Tampaknya, aku mulai gila lagi dan lagi. Hanya dengan senyumnya, ia dapat mendebarkan jantungku dengan gila. Sungguh, ini mustahil.

"Aku nggak tau kalau Kakak nggak dateng tadi," ia bergumam sangat pelan. Mendudukkan dirinya dengan lembut. Lalu menatapku kembali. "Makasih banget Kak," selain murahan, cacat, dia cukup berisik.

"Lo berisik," ia kembali tersenyum. Mencoba berdiri dan aku membiarkannya. Wajahnya yang terluka, bukan kakinya. Bagiku, aku tak perlu membantunya.

"Makasih untuk kesekian kalinya lagi, Kak," ia membungkuk. "Senyum dong Kak! Jawab sama-sama," ia menuntut. Aku hanya terkekeh pelan, memberi senyum picik dan meninggalkannya dalam hening. Membiarkan hatinya meringis akan perlakuanku. Meski aku tahu, ia tidak memperdulikan itu.

Hingga saat aku kembali berbalik. Ia tetap tak bergeming. Masih berdiri dengan mematung. Menatapku dengan lembut. "Sama-sama," jawabku lalu membuka pintu dan menutupnya cukup keras.

****
Ada ribuan hati yang dapat aku luluh lantahkan dalam hitungan detik. Namun, ketika aku bertemu denganmu. Aku tahu, aku tak dapat meluluh lantahkan hatimu begitu singkat. Hatimu begitu kokoh. Tak tersentuh.

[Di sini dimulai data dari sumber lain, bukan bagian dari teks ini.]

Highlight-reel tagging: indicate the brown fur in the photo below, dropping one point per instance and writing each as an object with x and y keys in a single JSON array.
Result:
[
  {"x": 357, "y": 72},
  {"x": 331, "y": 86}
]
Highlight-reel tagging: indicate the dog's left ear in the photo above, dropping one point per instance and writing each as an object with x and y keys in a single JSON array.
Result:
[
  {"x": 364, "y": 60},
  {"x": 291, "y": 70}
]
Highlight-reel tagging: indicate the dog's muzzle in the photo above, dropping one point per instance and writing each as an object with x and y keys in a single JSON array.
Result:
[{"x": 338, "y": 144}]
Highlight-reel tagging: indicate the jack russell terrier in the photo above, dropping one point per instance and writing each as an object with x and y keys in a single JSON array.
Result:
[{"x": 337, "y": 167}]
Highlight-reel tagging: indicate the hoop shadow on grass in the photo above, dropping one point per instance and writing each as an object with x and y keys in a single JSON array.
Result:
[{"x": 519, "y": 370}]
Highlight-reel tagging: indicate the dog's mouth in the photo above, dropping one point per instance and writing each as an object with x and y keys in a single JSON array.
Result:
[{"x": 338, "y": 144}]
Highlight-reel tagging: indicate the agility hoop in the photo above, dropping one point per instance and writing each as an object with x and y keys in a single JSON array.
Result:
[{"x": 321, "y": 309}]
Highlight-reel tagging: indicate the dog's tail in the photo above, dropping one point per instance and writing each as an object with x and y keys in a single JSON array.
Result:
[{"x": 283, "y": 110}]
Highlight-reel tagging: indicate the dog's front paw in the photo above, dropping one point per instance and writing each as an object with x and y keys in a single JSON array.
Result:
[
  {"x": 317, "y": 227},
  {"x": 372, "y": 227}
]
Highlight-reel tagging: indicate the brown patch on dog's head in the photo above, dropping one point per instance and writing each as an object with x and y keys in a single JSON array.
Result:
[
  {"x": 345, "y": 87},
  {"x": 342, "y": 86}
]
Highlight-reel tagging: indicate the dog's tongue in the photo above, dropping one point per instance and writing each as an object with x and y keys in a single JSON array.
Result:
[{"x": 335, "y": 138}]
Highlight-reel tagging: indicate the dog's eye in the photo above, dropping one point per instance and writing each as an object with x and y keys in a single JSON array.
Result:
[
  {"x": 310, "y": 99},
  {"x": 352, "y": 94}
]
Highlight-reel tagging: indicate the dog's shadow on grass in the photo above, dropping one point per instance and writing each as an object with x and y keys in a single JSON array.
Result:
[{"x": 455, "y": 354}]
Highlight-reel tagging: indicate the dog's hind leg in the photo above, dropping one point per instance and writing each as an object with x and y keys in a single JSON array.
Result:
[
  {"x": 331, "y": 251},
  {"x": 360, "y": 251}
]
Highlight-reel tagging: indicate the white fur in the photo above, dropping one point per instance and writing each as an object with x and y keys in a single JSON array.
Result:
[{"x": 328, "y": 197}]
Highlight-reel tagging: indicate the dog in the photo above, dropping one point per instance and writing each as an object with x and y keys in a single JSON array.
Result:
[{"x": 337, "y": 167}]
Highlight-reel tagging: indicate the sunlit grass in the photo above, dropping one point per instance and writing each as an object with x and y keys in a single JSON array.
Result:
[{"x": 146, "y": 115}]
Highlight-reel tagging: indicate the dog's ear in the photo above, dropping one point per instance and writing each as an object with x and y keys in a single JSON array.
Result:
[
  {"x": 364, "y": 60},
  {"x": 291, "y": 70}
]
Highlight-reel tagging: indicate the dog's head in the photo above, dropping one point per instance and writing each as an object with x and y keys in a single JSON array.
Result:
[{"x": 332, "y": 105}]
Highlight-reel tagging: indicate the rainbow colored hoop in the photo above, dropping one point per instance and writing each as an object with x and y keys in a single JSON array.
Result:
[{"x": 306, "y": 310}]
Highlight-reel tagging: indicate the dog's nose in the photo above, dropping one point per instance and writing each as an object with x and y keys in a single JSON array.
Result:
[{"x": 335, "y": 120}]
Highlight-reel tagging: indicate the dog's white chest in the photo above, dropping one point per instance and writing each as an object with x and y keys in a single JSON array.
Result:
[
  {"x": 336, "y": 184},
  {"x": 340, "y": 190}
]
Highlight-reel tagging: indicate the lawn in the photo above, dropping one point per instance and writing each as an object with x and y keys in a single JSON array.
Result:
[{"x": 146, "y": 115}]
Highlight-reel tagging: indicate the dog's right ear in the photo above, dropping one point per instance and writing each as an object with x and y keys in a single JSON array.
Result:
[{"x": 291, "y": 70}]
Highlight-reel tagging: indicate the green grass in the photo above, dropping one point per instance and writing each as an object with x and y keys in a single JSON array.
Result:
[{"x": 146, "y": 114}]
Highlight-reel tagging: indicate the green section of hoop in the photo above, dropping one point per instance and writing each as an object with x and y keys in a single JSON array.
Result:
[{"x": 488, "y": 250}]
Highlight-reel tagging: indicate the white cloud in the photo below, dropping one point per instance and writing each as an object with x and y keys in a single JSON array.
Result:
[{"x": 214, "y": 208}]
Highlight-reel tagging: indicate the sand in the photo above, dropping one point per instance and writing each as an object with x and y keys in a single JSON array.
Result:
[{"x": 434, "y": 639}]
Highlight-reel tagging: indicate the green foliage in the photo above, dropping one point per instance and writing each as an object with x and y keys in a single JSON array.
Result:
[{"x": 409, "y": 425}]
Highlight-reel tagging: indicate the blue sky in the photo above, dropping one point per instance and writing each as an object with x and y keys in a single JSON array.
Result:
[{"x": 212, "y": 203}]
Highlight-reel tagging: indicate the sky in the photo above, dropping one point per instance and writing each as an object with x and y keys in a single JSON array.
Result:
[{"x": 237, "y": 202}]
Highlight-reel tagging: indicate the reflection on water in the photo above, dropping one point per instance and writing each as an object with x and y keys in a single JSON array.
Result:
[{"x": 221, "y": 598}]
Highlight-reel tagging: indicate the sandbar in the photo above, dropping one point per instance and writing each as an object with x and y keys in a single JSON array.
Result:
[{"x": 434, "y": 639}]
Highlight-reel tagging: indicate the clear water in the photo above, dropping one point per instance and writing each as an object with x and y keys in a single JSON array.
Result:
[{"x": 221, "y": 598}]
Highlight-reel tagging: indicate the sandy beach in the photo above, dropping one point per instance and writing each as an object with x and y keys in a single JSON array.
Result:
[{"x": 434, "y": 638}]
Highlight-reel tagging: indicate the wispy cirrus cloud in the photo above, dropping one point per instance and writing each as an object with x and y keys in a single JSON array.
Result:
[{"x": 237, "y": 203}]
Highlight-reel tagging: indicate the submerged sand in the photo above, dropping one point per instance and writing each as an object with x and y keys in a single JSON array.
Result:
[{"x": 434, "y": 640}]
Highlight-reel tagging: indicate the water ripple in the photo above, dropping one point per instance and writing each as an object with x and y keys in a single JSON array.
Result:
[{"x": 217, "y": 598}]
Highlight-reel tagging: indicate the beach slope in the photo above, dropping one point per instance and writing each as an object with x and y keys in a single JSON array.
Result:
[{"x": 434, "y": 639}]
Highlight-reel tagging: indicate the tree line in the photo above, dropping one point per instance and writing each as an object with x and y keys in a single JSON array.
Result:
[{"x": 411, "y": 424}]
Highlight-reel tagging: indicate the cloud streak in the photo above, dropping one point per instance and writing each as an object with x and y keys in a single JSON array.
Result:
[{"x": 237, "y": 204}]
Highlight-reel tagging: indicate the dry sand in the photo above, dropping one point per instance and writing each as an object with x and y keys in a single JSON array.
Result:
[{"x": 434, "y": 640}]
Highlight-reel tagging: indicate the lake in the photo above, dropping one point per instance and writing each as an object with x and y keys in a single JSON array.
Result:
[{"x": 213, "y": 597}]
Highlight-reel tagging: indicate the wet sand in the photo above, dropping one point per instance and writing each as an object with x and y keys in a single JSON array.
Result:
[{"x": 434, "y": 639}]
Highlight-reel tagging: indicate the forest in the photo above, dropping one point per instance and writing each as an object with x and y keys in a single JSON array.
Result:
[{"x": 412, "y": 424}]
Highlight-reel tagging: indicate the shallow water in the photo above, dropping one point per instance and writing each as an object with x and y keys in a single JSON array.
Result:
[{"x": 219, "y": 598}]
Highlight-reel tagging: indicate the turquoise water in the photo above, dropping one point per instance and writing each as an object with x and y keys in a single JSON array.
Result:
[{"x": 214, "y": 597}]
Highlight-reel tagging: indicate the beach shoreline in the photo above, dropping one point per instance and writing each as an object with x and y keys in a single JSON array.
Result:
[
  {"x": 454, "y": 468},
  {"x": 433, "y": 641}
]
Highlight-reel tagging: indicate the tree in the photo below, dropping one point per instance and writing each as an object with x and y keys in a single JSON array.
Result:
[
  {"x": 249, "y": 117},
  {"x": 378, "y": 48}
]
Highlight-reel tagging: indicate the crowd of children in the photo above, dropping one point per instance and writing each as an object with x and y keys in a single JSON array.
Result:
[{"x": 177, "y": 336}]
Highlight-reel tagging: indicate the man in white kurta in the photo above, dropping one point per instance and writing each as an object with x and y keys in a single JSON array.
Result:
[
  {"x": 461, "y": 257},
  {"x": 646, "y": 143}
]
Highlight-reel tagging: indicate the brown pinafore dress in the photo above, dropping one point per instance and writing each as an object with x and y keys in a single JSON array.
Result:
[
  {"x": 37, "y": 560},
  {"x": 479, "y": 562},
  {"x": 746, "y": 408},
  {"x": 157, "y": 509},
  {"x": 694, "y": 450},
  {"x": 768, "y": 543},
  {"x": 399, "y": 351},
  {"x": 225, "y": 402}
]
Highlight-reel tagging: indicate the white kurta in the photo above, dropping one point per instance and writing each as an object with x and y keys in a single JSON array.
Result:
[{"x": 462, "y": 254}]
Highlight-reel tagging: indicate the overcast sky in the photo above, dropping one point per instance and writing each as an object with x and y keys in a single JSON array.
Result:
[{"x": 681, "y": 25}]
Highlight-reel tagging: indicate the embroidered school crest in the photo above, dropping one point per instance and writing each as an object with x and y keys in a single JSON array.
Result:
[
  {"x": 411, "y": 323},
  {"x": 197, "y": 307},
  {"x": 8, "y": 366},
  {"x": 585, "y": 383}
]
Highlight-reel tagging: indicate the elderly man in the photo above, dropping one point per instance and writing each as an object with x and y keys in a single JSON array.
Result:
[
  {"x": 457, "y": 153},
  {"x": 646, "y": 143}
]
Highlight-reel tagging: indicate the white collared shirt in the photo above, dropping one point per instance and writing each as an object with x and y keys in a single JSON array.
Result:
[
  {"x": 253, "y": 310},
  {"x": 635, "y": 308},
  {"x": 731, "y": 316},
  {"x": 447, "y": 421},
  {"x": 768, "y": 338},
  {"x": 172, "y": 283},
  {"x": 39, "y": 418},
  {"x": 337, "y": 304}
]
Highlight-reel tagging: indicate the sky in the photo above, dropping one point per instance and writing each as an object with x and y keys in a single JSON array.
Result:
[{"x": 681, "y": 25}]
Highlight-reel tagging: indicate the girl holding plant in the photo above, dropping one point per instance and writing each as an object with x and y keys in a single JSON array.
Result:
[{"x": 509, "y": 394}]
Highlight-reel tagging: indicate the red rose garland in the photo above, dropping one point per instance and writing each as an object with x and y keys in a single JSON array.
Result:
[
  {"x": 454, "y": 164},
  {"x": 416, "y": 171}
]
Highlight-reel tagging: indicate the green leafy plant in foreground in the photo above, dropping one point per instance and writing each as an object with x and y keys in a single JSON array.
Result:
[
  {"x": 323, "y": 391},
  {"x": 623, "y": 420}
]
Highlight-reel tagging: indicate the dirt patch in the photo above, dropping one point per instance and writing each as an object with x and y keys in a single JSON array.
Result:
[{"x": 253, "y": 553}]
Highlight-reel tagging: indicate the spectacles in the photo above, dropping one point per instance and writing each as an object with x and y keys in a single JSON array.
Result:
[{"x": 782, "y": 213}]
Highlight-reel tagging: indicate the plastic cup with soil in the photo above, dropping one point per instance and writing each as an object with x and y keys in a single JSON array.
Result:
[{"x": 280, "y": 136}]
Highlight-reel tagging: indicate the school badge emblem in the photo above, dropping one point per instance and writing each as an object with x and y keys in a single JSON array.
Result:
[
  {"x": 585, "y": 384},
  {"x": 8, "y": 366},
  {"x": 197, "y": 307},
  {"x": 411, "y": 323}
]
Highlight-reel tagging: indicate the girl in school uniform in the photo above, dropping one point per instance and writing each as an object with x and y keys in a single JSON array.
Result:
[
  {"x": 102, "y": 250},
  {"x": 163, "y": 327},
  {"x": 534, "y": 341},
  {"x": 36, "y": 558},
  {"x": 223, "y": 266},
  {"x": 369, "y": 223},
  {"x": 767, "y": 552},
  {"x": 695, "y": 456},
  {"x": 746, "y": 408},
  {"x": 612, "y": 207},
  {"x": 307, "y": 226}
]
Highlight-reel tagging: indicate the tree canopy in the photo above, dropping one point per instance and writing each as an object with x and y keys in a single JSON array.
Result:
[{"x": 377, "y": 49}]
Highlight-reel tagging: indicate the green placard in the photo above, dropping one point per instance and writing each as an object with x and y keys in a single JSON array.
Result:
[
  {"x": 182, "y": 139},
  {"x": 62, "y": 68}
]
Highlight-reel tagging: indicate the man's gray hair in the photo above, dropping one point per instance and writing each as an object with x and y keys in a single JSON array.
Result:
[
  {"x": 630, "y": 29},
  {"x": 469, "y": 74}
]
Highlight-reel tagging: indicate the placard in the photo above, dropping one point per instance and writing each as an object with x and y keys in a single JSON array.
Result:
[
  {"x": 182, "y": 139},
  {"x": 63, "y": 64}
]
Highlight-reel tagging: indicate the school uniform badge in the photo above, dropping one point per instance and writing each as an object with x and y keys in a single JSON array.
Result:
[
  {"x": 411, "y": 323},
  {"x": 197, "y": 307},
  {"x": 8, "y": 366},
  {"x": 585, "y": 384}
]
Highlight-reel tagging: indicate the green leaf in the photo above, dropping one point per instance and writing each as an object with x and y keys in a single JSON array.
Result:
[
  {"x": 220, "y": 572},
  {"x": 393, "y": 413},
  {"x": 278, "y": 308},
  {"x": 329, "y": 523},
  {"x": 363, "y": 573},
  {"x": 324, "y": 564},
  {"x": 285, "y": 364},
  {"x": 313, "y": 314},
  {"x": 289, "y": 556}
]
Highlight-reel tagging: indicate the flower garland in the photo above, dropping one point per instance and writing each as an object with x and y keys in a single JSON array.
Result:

Bahkan, ketika aku memohon untuk dirimu datang padaku. Mengatakan rasa. Tetap saja, kamu menolak. Bertutur begitu lembut. Lalu meninggalkanku dalam senyapnya hati yang mati rasa.

Senyumku merekah, menatap buku diary yang selalu menjadi sebuah tulisan yang paling aku sukai. Sampulnya bewarna hitam putih, keabu-abuan. Seperti dirinya. Ada kata-kata mungil yang sulit kuterka apa. Selalu menjadi tanda tanya. Ini adalah buku hariannya. Gadis manis dengan segala cerianya. Gadis kecil dengan segala ceritanya.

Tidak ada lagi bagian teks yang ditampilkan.